Primeros obispos y continuidad de reformas
El mismo relato histórico menciona como primer obispo a Galeazzo Pietra, y después a su sobrino Maurizio Pietra (1552). Se destaca que ambos promovieron las reformas tridentinas, y que el trabajo continuó con los sucesores.
Entre los sucesores citados se encuentran Marsilio Landriani (1594), presentado como figura distinguida en diversas misiones eclesiásticas y como fundador de un colegio barnabita para la educación de jóvenes; y Giorgio Odescalchi (1610), caracterizado como pastor celoso, con cuya beatificación se indica que se inició un proceso.
Juan Caramuel Lobkowitz y su aportación
La tradición diocesana también conserva el recuerdo de Giovanni Caramuel Lobkowitz (1675), descrito como ejemplo de virtud pastoral y celo, autor de múltiples obras de carácter filosófico, teológico y ascético. Al mismo tiempo, se menciona que su obra «Theologia fundamentalis» fue censurada, reflejando así el modo en que la historia intelectual y el discernimiento eclesial han convivido en el tiempo con figuras de gran relieve.

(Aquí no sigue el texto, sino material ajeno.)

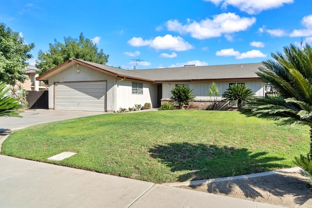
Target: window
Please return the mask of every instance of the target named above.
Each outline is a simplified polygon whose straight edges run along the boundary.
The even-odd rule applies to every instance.
[[[231,85],[233,85],[234,84],[245,84],[245,82],[230,82],[229,83],[229,87],[231,87]]]
[[[143,94],[143,83],[132,82],[132,94]]]
[[[188,84],[176,84],[176,87],[178,85],[183,85],[185,86],[185,87],[190,87]]]

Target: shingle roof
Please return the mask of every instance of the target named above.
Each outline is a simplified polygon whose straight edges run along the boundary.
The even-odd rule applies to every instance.
[[[261,63],[192,66],[136,70],[156,81],[259,78],[255,73]]]
[[[57,73],[58,69],[71,61],[89,66],[98,71],[114,76],[126,77],[151,82],[178,81],[220,79],[259,78],[255,73],[261,63],[229,64],[205,66],[189,66],[151,69],[126,70],[106,65],[72,58],[41,75],[38,80],[47,80],[50,76]]]

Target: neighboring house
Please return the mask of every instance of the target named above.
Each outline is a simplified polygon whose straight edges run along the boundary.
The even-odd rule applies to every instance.
[[[266,84],[255,73],[260,66],[252,63],[126,70],[71,58],[36,79],[48,81],[49,109],[116,112],[145,103],[159,107],[178,84],[193,89],[195,101],[203,103],[211,100],[207,91],[212,82],[220,89],[218,99],[235,83],[245,84],[257,96],[265,96]]]

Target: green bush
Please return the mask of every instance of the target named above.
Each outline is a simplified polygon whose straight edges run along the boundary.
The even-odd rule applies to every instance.
[[[141,104],[135,104],[135,109],[134,110],[141,110],[142,108],[142,105]]]
[[[195,95],[192,93],[193,91],[188,87],[179,85],[171,90],[171,99],[179,105],[180,109],[183,109],[184,105],[188,105],[189,102],[194,100]]]
[[[150,103],[145,103],[143,107],[144,109],[149,109],[152,107],[152,105]]]
[[[174,110],[176,108],[175,106],[168,102],[164,102],[160,106],[161,110]]]
[[[307,183],[312,186],[312,160],[309,153],[307,154],[307,157],[300,154],[300,157],[294,157],[294,159],[293,163],[302,169],[300,171],[300,174],[308,178]]]

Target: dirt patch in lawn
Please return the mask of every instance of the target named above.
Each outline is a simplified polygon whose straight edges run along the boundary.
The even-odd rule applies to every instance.
[[[179,187],[285,207],[312,207],[312,189],[298,172]]]

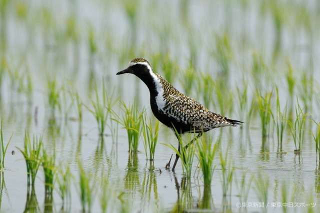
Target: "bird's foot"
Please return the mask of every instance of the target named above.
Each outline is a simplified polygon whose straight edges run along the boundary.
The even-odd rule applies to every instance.
[[[172,155],[171,155],[171,157],[170,158],[170,160],[169,160],[169,162],[166,164],[166,170],[170,170],[170,162],[171,162],[171,159],[172,158]]]

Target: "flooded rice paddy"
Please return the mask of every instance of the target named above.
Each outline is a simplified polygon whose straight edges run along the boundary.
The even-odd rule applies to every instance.
[[[0,8],[0,212],[320,210],[318,1]],[[174,133],[156,130],[142,82],[116,75],[137,57],[244,123],[206,133],[166,170]]]

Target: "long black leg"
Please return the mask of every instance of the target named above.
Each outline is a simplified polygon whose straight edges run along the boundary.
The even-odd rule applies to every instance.
[[[198,134],[198,135],[197,135],[193,139],[192,139],[188,144],[186,145],[186,146],[184,146],[184,150],[186,150],[188,147],[189,147],[189,146],[190,145],[191,145],[192,143],[194,143],[194,141],[196,141],[196,139],[198,139],[198,138],[199,138],[203,134],[203,132],[200,132],[200,133]],[[179,140],[179,138],[178,137],[178,136],[176,136],[177,138],[178,138],[178,140]],[[181,138],[181,137],[180,137],[180,138]],[[178,146],[178,152],[179,152],[179,154],[181,154],[181,152],[180,151],[180,142],[179,140],[179,144]],[[176,160],[174,160],[174,166],[172,168],[172,171],[174,171],[174,168],[176,168],[176,163],[178,162],[178,160],[179,159],[179,155],[178,154],[176,154]]]
[[[178,145],[178,152],[179,154],[181,154],[181,152],[180,151],[180,141],[179,141],[179,144]],[[178,160],[179,159],[179,155],[177,154],[176,154],[176,160],[174,160],[174,166],[172,168],[172,171],[174,171],[174,168],[176,168],[176,163],[178,162]]]

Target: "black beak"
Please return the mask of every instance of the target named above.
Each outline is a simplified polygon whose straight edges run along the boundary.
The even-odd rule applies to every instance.
[[[130,73],[130,72],[131,72],[130,71],[130,70],[128,68],[126,68],[126,69],[124,69],[122,71],[120,71],[120,72],[117,72],[116,74],[121,75],[122,74]]]

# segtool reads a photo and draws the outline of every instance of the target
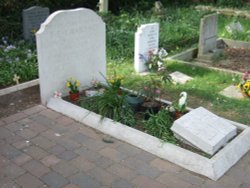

Seminario, controversias espirituales y atención pastoral
Otra etapa destacada es la de Pier Marino Sonnani (1688), de la Orden de los Menores, que amplió el seminario y debió sostener una lucha contra la difusión de doctrinas atribuidas a Miguel Molinos. Esta referencia muestra la preocupación pastoral por la formación y por el recto contenido de la fe.
En 1801, la crónica indica que Nicola Saverio Gamboni fue «intrusionado» en la sede por **Napoleón», subrayando el impacto de los grandes cambios políticos sobre la vida eclesiástica.